Just had a quick look at the code. If the aforementioned change is
introduced in lock_get_status and proc_pidns is derived from the
seq_file, then the issue in show_fd_locks would also be fixed, correct?

We essentially want to skip showing locks for whose owner we don't have
a mapping in the current pidns hierarchy?


>   
> Eric
>
Eric W. Biederman Aug. 4, 2016, 3:21 p.m.
Nikolay Borisov <kernel@kyup.com> writes:

> On 08/04/2016 05:09 PM, Eric W. Biederman wrote:
>> Jeff Layton <jlayton@poochiereds.net> writes:
>> 
>>> On Thu, 2016-08-04 at 10:26 +0300, Nikolay Borisov wrote:
>>>> On busy container servers reading /proc/locks shows all the locks
>>>> created by all clients. This can cause large latency spikes. In my
>>>> case I observed lsof taking up to 5-10 seconds while processing around
>>>> 50k locks. Fix this by limiting the locks shown only to those created
>>>> in the same pidns as the one the proc fs was mounted in. When reading
>>>> /proc/locks from the init_pid_ns proc instance then perform no
>>>> filtering
>>>>
>>>>> Signed-off-by: Nikolay Borisov <kernel@kyup.com>
>>>> ---
>>>>  fs/locks.c | 4 ++++
>>>>  1 file changed, 4 insertions(+)
>>>>
>>>> diff --git a/fs/locks.c b/fs/locks.c
>>>> index ee1b15f6fc13..df038c27b19f 100644
>>>> --- a/fs/locks.c
>>>> +++ b/fs/locks.c
>>>> @@ -2648,9 +2648,13 @@ static int locks_show(struct seq_file *f, void *v)
>>>>  {
>>>>>  	struct locks_iterator *iter = f->private;
>>>>>  	struct file_lock *fl, *bfl;
>>>>> +	struct pid_namespace *proc_pidns = file_inode(f->file)->i_sb->s_fs_info;
>>>>  
>>>>>  	fl = hlist_entry(v, struct file_lock, fl_link);
>>>>  
>>>>> +	if (fl->fl_nspid && !pid_nr_ns(fl->fl_nspid, proc_pidns))
>>>>> +		return 0;
>>>> +
>>>>>  	lock_get_status(f, fl, iter->li_pos, "");
>>>>  
>>>>>  	list_for_each_entry(bfl, &fl->fl_block, fl_block)
>>>
>>> Looks reasonable to me. Eric, any comments? If this looks alright I'll
>>> go ahead and merge into my -next branch for v4.9.
>> 
>> Generally this looks good to me.
>> 
>> Some related nits.
>> - We are not filtering the processes that are blocked waiting on the
>>   lock.
>> 
>> - The same issue shows up in show_fd_locks.
>> 
>> - In lock_get_status the code should say:
>>   if (fl->fl_nspid) {
>>   	/* Don't let fl_pid change depending on who is reading the file */
>>   	fl_pid = pid_nr_ns(fl->fl_nspid, proc_pidns);
>>         /* If there isn't a fl_pid don't display who is waiting on the lock */
>>         if (fl_pid == 0)
>>            return;
>>   } else {
>>   	fl_pid = fl->fl_pid;
>>   }
>> 
>>   All of which implies that lock_get_status needs to take proc_pidns
>>   from it's caller, or derive proc_pidns from the seq_file.
>
> Just had a quick look at the code. If the aforementioned change is
> introduced in lock_get_status and proc_pidns is derived from the
> seq_file, then the issue in show_fd_locks would also be fixed, correct?

Yes I believe so.

> We essentially want to skip showing locks for whose owner we don't have
> a mapping in the current pidns hierarchy?

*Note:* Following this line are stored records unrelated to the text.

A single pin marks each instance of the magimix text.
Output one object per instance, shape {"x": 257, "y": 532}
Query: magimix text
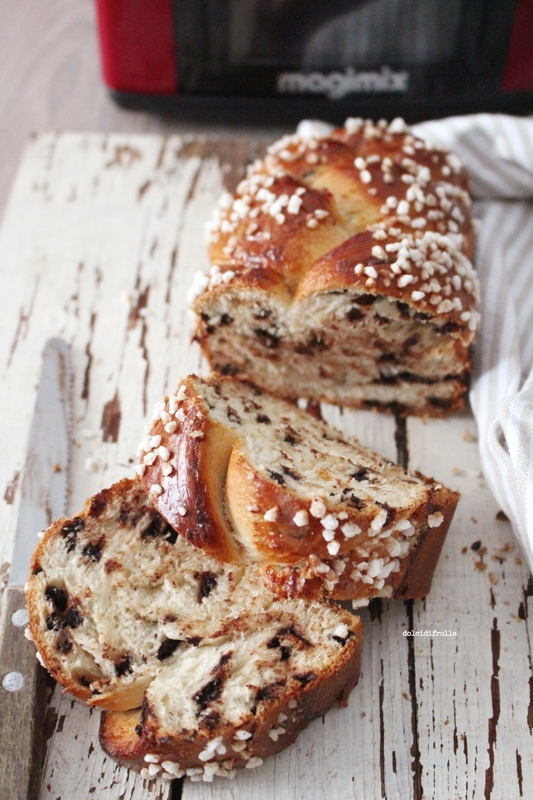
{"x": 336, "y": 85}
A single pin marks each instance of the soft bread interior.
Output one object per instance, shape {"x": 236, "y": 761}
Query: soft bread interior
{"x": 117, "y": 598}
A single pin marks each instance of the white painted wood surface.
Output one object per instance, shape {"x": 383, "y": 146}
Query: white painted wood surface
{"x": 101, "y": 237}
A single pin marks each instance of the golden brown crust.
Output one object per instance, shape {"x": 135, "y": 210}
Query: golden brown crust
{"x": 368, "y": 210}
{"x": 128, "y": 737}
{"x": 411, "y": 582}
{"x": 238, "y": 511}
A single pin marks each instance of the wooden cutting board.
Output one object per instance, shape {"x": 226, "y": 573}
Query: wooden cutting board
{"x": 99, "y": 244}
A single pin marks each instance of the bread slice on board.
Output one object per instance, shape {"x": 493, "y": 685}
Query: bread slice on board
{"x": 341, "y": 272}
{"x": 248, "y": 477}
{"x": 125, "y": 614}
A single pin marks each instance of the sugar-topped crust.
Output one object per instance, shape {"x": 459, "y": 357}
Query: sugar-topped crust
{"x": 225, "y": 672}
{"x": 317, "y": 232}
{"x": 248, "y": 477}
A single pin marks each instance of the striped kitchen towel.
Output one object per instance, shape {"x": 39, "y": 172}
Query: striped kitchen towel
{"x": 498, "y": 153}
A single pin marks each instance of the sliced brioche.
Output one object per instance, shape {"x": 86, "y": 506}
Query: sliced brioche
{"x": 341, "y": 273}
{"x": 249, "y": 477}
{"x": 124, "y": 613}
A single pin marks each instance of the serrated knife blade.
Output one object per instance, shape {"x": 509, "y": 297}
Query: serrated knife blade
{"x": 43, "y": 493}
{"x": 43, "y": 490}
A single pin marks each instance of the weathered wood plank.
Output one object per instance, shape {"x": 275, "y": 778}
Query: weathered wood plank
{"x": 99, "y": 243}
{"x": 473, "y": 689}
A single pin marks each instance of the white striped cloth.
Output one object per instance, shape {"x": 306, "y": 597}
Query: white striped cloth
{"x": 498, "y": 153}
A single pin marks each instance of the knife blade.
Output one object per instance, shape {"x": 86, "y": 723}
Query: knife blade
{"x": 43, "y": 493}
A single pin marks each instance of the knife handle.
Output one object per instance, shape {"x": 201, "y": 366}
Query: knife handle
{"x": 22, "y": 703}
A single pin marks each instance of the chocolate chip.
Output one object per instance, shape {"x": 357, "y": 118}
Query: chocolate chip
{"x": 291, "y": 473}
{"x": 63, "y": 644}
{"x": 98, "y": 505}
{"x": 360, "y": 475}
{"x": 343, "y": 641}
{"x": 267, "y": 339}
{"x": 208, "y": 581}
{"x": 228, "y": 369}
{"x": 158, "y": 527}
{"x": 70, "y": 532}
{"x": 209, "y": 693}
{"x": 233, "y": 416}
{"x": 365, "y": 299}
{"x": 439, "y": 402}
{"x": 123, "y": 667}
{"x": 305, "y": 678}
{"x": 354, "y": 314}
{"x": 58, "y": 597}
{"x": 167, "y": 647}
{"x": 54, "y": 622}
{"x": 73, "y": 619}
{"x": 285, "y": 653}
{"x": 93, "y": 550}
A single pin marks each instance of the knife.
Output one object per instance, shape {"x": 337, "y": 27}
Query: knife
{"x": 43, "y": 495}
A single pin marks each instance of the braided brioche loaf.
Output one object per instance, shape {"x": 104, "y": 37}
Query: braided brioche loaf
{"x": 125, "y": 612}
{"x": 341, "y": 273}
{"x": 248, "y": 477}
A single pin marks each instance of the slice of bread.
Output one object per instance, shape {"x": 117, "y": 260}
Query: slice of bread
{"x": 248, "y": 477}
{"x": 126, "y": 613}
{"x": 341, "y": 272}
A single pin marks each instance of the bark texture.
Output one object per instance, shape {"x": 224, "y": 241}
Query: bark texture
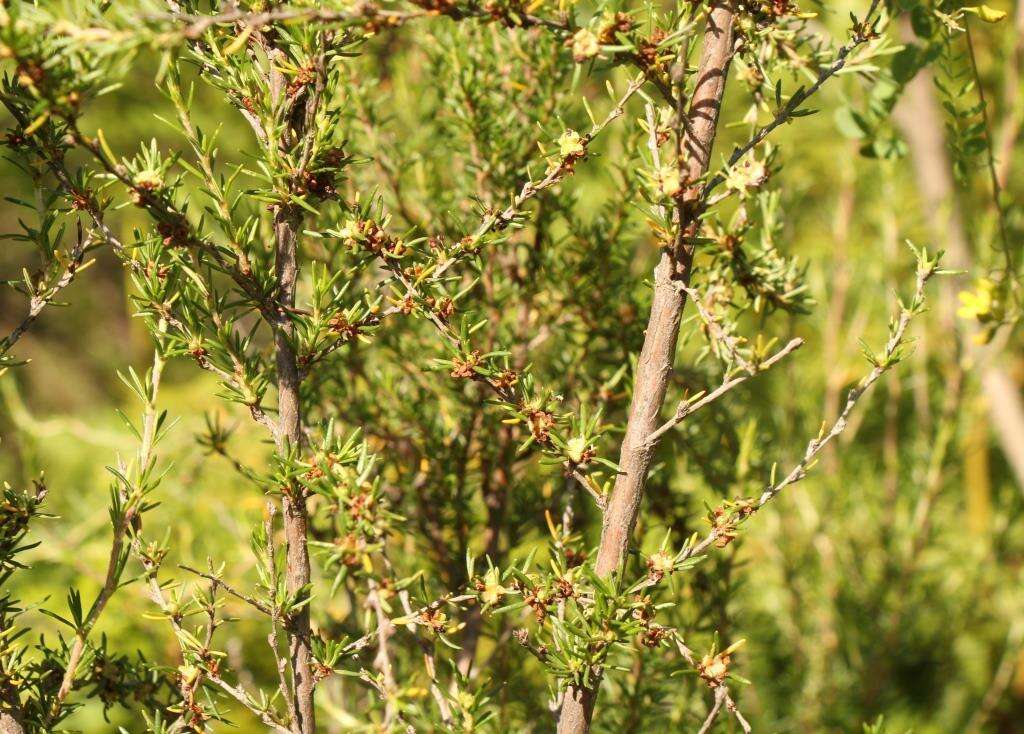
{"x": 658, "y": 350}
{"x": 294, "y": 505}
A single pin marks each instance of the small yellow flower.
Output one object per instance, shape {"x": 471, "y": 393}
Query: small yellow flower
{"x": 585, "y": 45}
{"x": 570, "y": 143}
{"x": 750, "y": 174}
{"x": 981, "y": 303}
{"x": 668, "y": 181}
{"x": 493, "y": 590}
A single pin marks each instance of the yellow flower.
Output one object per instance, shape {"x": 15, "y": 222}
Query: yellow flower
{"x": 980, "y": 303}
{"x": 570, "y": 143}
{"x": 585, "y": 45}
{"x": 668, "y": 181}
{"x": 493, "y": 590}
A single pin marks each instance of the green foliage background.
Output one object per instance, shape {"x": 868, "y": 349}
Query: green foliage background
{"x": 852, "y": 603}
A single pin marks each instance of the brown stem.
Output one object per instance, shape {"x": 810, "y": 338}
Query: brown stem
{"x": 658, "y": 351}
{"x": 296, "y": 518}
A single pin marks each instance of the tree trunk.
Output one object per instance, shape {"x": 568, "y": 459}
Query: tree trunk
{"x": 295, "y": 517}
{"x": 658, "y": 351}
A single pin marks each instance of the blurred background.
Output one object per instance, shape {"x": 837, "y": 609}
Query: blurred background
{"x": 887, "y": 584}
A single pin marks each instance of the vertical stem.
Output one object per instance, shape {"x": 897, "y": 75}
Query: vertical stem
{"x": 296, "y": 518}
{"x": 696, "y": 135}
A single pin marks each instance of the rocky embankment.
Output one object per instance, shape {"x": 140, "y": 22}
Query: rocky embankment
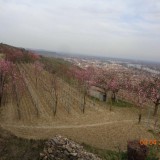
{"x": 60, "y": 148}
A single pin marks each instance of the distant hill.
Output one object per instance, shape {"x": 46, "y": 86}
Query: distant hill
{"x": 15, "y": 54}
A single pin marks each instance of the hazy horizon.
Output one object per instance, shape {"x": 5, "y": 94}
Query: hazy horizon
{"x": 121, "y": 29}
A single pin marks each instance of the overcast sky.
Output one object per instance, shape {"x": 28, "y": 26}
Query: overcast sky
{"x": 113, "y": 28}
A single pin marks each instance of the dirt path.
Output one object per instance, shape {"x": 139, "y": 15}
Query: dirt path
{"x": 65, "y": 126}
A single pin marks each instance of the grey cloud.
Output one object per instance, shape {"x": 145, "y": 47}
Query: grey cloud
{"x": 120, "y": 28}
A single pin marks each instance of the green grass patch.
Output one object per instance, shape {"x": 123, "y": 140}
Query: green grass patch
{"x": 120, "y": 103}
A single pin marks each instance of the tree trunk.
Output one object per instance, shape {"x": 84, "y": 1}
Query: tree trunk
{"x": 140, "y": 116}
{"x": 18, "y": 111}
{"x": 0, "y": 101}
{"x": 84, "y": 103}
{"x": 113, "y": 97}
{"x": 155, "y": 109}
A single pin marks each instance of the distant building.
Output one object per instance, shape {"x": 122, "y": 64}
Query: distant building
{"x": 97, "y": 93}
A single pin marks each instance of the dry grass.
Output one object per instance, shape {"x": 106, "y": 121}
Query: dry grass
{"x": 98, "y": 126}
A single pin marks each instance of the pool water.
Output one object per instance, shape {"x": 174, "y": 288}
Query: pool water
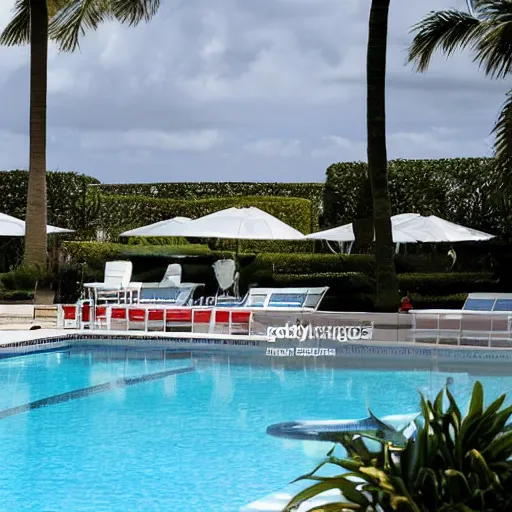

Yes.  That is the semantic reason why this change is ok.  Don't display
things that are not parts of the current pid namespace.

It probably makes sense to fold all of these fixes together as they are
logically one semantic change.  Only show locks that are valid in procs
pid namespace.

Eric